Well, these two security flaws that have been discovered have path traversal flaws that can be easily exploited to address or plant temporary files into the systems that are running unprotected versions of the video conferencing software to perform ill-disposed or arbitrary code.
After the discovery of these two vulnerabilities, one of the flaws has been fixed by the Zoom in May, which was named as TALOS-2020-1056 (CVE-2020-6110).
In contrast, the other one is named as TALOS-2020-1055 (CVE-2020-6109), though it’s not been fixed yet, but one of the researchers of Cisco Talos cleared that they believe that a client-side update will be required to mitigate any kind of risk entirely.
The first flaw (TALOS-2020-1056/CVE-2020-6110) is related to how the Zoom process the messages, as the researchers of Talos justified that if any hacker sent a specifically crafted message to people or groups, the vulnerability could be set off. Thus it enables attackers to put up several malicious files on users’ computers, outwardly any user cooperation.
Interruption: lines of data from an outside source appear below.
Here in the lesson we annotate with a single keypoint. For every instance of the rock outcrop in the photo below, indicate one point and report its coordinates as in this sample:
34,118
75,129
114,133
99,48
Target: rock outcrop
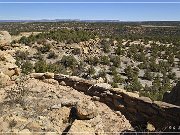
138,109
35,105
173,96
8,68
5,37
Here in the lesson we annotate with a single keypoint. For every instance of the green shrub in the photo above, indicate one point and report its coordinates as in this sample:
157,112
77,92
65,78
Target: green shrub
69,61
27,67
40,66
45,48
105,60
114,85
52,55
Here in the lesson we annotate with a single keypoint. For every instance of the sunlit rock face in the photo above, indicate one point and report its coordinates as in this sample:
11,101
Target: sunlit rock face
173,96
5,37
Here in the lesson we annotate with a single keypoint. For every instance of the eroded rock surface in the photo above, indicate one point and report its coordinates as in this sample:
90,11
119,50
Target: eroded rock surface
45,107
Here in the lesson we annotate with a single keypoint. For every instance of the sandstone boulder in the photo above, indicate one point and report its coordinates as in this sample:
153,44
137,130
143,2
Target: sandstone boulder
86,110
4,79
173,97
5,37
80,127
7,64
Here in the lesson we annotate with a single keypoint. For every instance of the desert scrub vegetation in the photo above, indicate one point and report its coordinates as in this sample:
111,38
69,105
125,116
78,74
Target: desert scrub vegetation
64,35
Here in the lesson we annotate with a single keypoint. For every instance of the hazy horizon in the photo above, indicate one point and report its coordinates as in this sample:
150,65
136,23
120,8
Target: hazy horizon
91,11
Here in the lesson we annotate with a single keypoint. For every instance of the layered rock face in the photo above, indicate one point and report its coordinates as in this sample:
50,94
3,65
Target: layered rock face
8,68
43,105
173,97
5,37
137,109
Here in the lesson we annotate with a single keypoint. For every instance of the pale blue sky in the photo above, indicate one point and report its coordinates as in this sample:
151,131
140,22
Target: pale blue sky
122,12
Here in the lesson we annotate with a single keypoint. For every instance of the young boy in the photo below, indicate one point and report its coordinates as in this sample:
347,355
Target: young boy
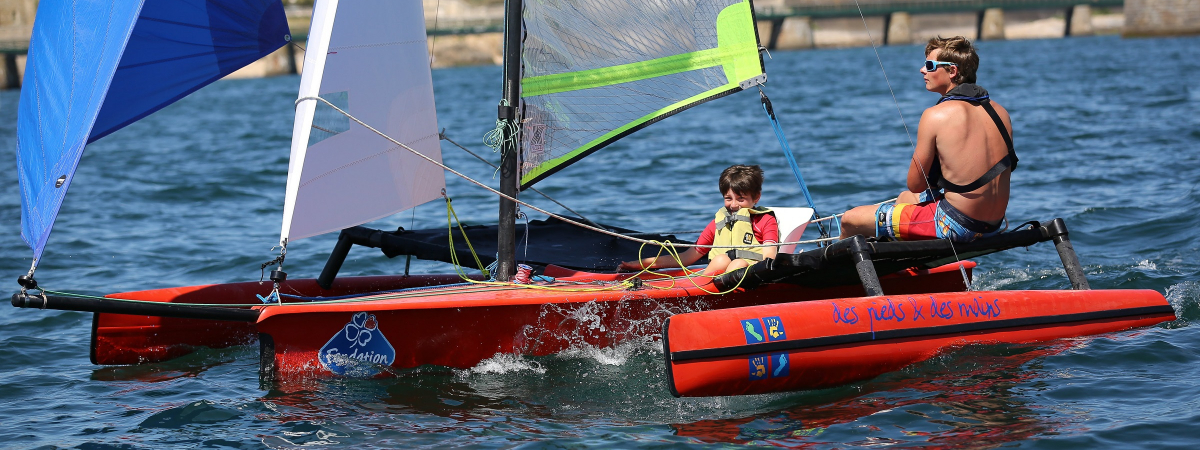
738,223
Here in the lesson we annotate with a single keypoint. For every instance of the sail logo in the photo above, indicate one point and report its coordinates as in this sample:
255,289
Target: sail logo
359,349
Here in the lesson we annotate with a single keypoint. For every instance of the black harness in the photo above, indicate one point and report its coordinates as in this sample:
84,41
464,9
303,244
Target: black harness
976,96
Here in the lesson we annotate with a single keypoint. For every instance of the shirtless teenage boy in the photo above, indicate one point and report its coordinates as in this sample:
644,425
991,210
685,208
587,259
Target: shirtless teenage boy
964,148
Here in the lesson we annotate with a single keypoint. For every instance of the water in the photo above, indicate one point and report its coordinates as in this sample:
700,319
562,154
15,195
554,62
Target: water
1107,130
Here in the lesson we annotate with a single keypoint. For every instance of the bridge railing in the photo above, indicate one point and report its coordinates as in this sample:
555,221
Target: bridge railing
827,9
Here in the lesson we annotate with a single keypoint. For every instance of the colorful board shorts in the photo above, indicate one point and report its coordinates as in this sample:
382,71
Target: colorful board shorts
929,220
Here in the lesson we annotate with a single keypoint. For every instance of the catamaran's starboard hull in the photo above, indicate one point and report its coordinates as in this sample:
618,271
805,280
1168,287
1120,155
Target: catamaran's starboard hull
816,345
126,339
453,325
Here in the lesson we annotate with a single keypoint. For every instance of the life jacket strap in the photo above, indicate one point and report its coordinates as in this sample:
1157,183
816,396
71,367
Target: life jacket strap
1007,163
738,253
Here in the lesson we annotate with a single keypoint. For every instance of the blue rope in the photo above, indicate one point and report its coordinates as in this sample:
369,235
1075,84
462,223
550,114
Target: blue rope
791,159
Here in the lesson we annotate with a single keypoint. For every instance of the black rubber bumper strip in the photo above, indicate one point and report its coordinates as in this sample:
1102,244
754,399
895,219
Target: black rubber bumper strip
858,337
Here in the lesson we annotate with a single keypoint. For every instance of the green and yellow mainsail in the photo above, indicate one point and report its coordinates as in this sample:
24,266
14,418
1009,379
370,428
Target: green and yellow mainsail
597,70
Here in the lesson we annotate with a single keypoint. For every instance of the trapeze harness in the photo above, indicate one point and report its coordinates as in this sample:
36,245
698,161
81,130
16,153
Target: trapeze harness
736,229
977,96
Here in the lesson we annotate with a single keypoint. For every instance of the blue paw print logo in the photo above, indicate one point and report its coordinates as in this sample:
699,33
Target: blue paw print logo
359,349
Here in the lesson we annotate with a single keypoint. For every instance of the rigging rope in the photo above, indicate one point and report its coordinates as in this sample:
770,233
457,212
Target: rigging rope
444,137
791,159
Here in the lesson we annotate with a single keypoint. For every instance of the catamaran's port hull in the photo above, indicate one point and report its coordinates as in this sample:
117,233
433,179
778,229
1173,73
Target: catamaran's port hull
825,343
455,325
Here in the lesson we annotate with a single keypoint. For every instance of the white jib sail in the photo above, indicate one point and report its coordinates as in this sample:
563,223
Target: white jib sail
369,58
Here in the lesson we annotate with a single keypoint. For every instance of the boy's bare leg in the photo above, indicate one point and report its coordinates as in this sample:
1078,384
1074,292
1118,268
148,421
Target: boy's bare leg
858,221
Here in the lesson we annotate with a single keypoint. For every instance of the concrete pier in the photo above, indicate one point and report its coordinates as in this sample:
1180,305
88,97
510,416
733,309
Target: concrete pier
1162,17
898,29
796,34
990,25
1079,21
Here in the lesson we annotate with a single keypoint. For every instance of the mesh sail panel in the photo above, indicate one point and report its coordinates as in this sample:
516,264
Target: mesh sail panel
598,70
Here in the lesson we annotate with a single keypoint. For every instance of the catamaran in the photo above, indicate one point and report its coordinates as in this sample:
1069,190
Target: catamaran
577,77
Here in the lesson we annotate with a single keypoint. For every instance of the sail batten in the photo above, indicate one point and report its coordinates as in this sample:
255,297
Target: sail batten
592,77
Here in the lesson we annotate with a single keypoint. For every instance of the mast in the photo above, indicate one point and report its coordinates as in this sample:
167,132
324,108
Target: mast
505,263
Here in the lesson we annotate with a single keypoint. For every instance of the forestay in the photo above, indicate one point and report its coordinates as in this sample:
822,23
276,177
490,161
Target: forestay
598,70
97,66
370,59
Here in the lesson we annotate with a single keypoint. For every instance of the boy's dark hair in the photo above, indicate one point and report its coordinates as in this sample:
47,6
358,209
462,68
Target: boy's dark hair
959,51
745,180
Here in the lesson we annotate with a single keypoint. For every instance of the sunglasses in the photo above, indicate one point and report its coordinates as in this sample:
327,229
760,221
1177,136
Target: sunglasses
931,66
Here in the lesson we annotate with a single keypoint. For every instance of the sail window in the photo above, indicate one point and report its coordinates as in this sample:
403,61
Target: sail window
328,121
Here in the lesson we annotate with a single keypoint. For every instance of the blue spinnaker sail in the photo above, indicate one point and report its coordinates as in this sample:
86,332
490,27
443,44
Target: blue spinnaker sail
99,65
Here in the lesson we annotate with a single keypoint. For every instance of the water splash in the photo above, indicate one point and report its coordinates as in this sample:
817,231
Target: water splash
504,363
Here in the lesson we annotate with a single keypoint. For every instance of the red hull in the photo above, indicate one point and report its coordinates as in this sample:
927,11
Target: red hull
456,327
121,339
826,343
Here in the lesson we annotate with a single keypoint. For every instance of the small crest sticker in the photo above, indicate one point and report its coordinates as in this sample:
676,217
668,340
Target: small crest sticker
759,367
774,328
753,329
359,349
779,365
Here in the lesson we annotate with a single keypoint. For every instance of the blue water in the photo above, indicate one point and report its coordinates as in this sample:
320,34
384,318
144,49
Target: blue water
1107,130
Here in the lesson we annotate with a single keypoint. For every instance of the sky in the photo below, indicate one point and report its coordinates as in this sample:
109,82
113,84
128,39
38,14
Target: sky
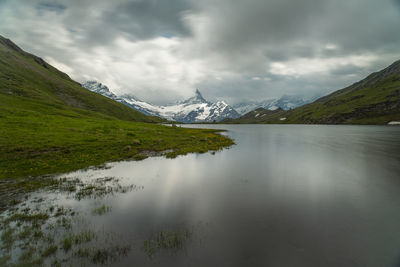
232,50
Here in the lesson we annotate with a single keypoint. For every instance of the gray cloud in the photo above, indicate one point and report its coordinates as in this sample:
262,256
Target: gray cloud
231,49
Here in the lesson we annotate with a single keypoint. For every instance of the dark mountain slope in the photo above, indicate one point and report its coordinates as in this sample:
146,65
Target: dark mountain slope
373,100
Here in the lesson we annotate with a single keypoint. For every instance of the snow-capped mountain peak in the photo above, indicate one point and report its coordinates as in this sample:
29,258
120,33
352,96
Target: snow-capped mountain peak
193,109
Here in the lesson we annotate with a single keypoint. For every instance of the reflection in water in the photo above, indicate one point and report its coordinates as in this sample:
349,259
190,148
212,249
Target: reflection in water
283,196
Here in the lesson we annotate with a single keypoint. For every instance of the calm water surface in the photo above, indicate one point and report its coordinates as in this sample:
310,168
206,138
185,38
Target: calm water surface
283,196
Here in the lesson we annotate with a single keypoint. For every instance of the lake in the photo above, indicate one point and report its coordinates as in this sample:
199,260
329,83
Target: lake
284,195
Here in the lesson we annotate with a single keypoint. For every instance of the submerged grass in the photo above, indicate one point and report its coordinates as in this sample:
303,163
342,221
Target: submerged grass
166,240
101,210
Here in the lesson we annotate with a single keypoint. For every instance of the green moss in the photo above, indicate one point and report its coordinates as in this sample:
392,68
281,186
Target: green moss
50,250
101,210
168,240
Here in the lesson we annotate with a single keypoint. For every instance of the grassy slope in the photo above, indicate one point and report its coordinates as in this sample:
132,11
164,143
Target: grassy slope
374,100
50,124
Well, the second security flaw (TALOS-2020-1055/CVE-2020-6109) is also associated with the Zoom customer process messages, but this deals with the messages that contain several animated GIFs, later which can be used to exploit the arbitrary code in the target’s system.
To make the whole matter brief and clear, the security experts of the Cisco Talos have tested the security holes very properly, and then they reported the whole matter to the company.
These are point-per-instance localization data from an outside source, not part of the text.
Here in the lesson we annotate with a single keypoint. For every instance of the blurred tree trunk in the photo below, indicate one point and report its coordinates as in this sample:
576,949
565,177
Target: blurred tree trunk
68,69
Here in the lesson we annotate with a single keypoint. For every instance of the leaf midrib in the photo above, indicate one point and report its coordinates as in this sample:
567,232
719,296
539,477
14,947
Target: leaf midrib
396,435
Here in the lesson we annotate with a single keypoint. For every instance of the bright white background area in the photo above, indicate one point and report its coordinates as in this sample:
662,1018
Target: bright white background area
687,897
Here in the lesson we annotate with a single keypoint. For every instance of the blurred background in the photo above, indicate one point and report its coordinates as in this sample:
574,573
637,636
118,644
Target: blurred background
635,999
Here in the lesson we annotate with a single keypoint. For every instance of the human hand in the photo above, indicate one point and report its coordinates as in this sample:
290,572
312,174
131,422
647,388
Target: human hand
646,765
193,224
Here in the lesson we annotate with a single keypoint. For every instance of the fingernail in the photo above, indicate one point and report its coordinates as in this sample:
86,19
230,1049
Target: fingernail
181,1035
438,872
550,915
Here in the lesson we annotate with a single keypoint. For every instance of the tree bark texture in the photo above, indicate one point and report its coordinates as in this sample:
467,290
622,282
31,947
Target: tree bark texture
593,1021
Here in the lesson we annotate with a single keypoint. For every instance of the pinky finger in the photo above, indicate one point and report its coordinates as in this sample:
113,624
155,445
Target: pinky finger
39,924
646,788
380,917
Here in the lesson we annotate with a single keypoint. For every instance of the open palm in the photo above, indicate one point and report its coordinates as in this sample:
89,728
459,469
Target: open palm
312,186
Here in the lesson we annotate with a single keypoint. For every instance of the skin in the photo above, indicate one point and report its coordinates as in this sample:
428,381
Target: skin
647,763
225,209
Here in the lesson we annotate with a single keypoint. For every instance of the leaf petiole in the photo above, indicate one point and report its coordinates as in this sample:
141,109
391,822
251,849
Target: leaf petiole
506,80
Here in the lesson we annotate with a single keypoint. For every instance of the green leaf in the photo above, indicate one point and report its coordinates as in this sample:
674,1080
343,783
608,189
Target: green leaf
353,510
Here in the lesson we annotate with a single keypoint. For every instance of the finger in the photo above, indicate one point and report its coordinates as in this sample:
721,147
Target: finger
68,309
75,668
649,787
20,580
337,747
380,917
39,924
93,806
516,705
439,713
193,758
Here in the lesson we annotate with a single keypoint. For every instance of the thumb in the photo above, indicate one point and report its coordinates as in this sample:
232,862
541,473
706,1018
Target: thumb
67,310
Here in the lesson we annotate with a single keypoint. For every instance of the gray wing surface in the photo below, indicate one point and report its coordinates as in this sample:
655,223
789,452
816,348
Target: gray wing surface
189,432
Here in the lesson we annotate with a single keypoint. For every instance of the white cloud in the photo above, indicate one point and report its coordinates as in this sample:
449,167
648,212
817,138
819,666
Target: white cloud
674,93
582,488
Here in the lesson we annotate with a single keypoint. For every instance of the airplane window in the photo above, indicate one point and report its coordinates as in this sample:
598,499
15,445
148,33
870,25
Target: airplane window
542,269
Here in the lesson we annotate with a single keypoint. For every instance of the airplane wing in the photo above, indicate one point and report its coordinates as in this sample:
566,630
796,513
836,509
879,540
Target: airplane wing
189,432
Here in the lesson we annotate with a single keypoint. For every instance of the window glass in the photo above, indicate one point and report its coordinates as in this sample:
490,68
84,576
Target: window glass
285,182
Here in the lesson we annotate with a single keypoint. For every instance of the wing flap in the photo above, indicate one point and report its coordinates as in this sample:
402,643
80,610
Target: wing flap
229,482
Moreover, the founder of the company, Eric S. Yuan, stated in one of his blogs that the company would implement end-to-end encryption to the paid users and corporate customers. In short, if you are using the free version of the Zoom video conferencing app, then you won’t get the end-to-end encryption.
Apart from this, they have also clarified that now the company wants to provide necessary information on free customers’ conversations to law implementation just in case they perpetrate any type of crimes. Therefore the company voted to drop those types of customers outwardly and make the end-to-end encryption exclusive to the paid users only.
However, to patch these two security holes, Zoom has already released the patched just last month for both of these vulnerabilities along with the new version 4.6.12 for all the major platforms, Windows, Linux, and macOS.
So, what do you think about this? Share all your views and thoughts in the comment section below.